Although there has been some confusion about OCLC policy in terms of retaining the URL in the case of updating a record with a PURL, consultations with OCLC have indicated that the decision is up to the institution, and OCLC does not require that it be retained. Some contributors to the GOVDOC-L discussion on the issue have pointed out that the PURL is only persistent if the institution maintaining it regularly updates the PURL database when URLs change. If it is not updated, the retention of the original URL in the record which has since changed at least gives a hint as to the institution responsible for the resource, while the PURL system may be a host elsewhere. Nonetheless, the retention of the URL should be a question of policy of the inputting agency.

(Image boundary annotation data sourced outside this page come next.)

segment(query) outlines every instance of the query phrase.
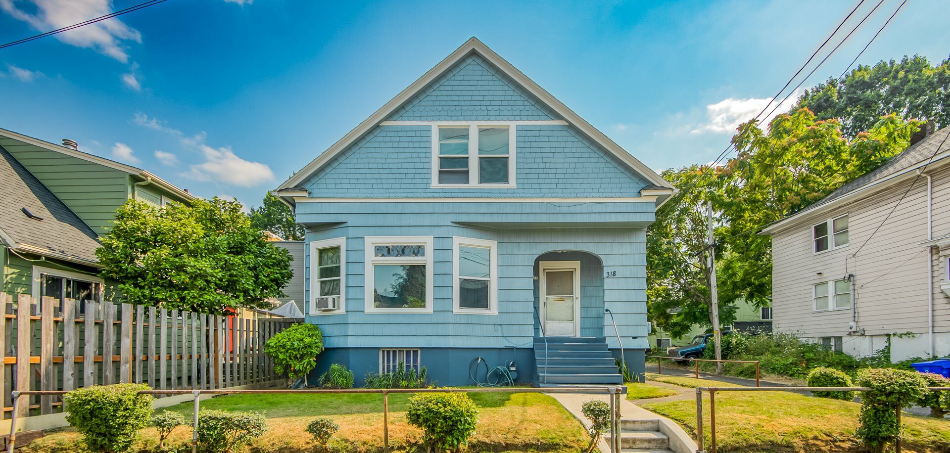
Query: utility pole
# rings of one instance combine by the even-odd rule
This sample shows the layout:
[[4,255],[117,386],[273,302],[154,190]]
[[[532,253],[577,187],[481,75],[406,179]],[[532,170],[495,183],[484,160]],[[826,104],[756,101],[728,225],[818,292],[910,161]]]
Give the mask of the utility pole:
[[[715,283],[715,238],[712,236],[712,200],[709,201],[709,232],[707,245],[710,249],[710,310],[712,311],[712,334],[715,338],[715,359],[722,360],[722,332],[719,331],[719,294]],[[715,363],[716,374],[722,374],[722,362]]]

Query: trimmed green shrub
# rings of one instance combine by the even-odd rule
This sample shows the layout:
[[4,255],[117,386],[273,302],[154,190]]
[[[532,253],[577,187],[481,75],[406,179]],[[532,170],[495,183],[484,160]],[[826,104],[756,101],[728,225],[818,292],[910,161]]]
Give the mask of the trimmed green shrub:
[[584,453],[591,453],[597,448],[597,444],[600,440],[600,435],[610,428],[610,405],[600,400],[585,401],[580,406],[580,411],[591,421],[589,429],[591,443],[587,445]]
[[172,430],[186,423],[188,421],[185,420],[183,415],[171,410],[164,410],[161,414],[153,415],[152,425],[159,431],[159,446],[165,446],[165,439],[168,439],[168,435],[172,433]]
[[83,444],[92,451],[128,451],[139,429],[148,425],[152,395],[144,384],[90,386],[66,393],[63,398],[66,421],[83,434]]
[[352,388],[353,372],[347,369],[346,365],[332,364],[330,370],[320,376],[319,383],[330,388]]
[[259,412],[227,412],[201,409],[198,412],[198,442],[202,451],[234,453],[267,431],[267,421]]
[[475,433],[478,406],[467,393],[419,393],[409,398],[406,419],[429,446],[455,450]]
[[264,344],[264,353],[274,360],[274,371],[286,376],[288,381],[306,379],[316,367],[320,352],[323,352],[323,332],[314,324],[295,324]]
[[870,389],[861,395],[860,425],[854,434],[876,452],[883,452],[887,444],[900,438],[897,411],[930,393],[920,373],[903,369],[862,369],[857,384]]
[[[950,387],[950,379],[940,374],[921,373],[927,387]],[[930,416],[942,419],[950,411],[950,391],[931,390],[917,403],[922,407],[930,407]]]
[[340,429],[340,425],[333,423],[330,417],[320,417],[314,419],[307,425],[307,432],[314,436],[314,442],[323,448],[327,447],[327,443],[333,434]]
[[[825,367],[808,371],[808,387],[854,387],[851,378],[837,369]],[[853,391],[812,391],[812,395],[819,398],[831,398],[835,400],[851,401],[854,399]]]

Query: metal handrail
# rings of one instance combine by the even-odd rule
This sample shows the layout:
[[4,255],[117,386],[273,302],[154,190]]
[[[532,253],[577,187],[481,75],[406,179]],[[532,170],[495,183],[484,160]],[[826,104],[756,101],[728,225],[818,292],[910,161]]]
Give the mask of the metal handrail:
[[620,340],[620,331],[617,330],[617,320],[614,319],[614,312],[610,309],[603,309],[603,311],[610,314],[610,322],[614,324],[614,333],[617,334],[617,343],[620,345],[620,378],[623,376],[623,369],[627,368],[627,357],[623,353],[623,341]]

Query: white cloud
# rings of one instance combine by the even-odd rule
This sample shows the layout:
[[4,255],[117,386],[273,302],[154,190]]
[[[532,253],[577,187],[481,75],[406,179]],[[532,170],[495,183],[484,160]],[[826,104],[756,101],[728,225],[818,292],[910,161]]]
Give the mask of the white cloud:
[[238,157],[230,147],[213,148],[200,144],[204,162],[191,166],[190,176],[200,180],[221,181],[241,187],[254,187],[274,180],[274,172],[266,163]]
[[[734,134],[739,124],[755,118],[771,100],[772,98],[729,98],[716,104],[706,105],[706,123],[692,130],[691,133],[712,132],[714,134]],[[774,104],[770,104],[769,108],[764,112],[768,116],[761,118],[759,124],[768,124],[772,118],[788,112],[797,100],[798,95],[794,94],[788,96],[788,99],[785,100],[778,108],[775,108]],[[774,111],[772,111],[773,108]],[[770,112],[771,113],[770,114]]]
[[132,148],[125,143],[116,142],[115,146],[112,146],[112,157],[128,163],[139,163],[139,158],[134,156]]
[[14,66],[9,63],[7,64],[7,70],[10,72],[10,75],[20,79],[20,82],[32,82],[36,80],[37,77],[43,76],[43,73],[40,71],[24,69],[22,67]]
[[165,165],[174,165],[178,163],[178,156],[164,151],[156,151],[155,159],[158,159],[160,162],[164,163]]
[[[19,8],[31,4],[35,12]],[[39,31],[75,25],[112,12],[111,0],[0,0],[0,10]],[[56,39],[78,47],[92,48],[128,63],[126,42],[142,43],[142,34],[119,19],[108,19],[57,33]]]

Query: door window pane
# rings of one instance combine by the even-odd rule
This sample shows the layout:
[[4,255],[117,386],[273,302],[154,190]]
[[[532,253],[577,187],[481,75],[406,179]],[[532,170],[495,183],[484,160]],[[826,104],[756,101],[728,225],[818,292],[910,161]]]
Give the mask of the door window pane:
[[377,309],[425,308],[426,265],[374,264],[372,305]]

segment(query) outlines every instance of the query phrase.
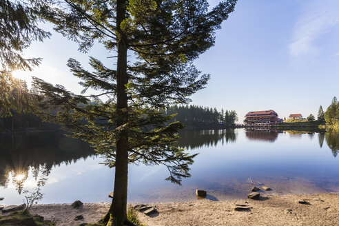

2.4 Making $u non-repeatable
In queries sent to the USMARC and INTERCAT lists, uses of a repeatable subfield $u other than the case of recording both a PURL and a URL have not been specified. Because of the difficulty in providing guidelines for the repetition of subfield $u and the problems of systems displaying more than one, it is proposed that the subfield be made non-repeatable. Thus, situations that require repetition of a URL would result in using a repeated field. In the case of the PURL/URL, if the institution decides to retain the original URL, it could be recorded in subfield $x (Nonpublic note). This would be an appropriate subfield, since it may not be desirable to display the URL to the public because it could cause confusion, but it would allow for its retention in the record. Although OCLC has shifted URLs to subfield $z when assigning PURLs in the INTERCAT project, these records reside only in INTERCAT and have not been distributed that way unless actually changed in WorldCat. Since subfield $z has been used for various purposes (i.e., any kind of note associated with the electronic resource intended for the public), it would be preferable to place URLs in a different subfield.
If this proposal is approved, the Guidelines for the Use of Field 856 would be revised to give further clarification on the recording of multiple URLs.
3 PROPOSED CHANGE
In the USMARC Authority, Bibliographic, Classification, Community Information, and Holdings formats:
- Make subfield $u (Uniform Resource Locator) in field 856 (Electronic Location and Access) non-repeatable.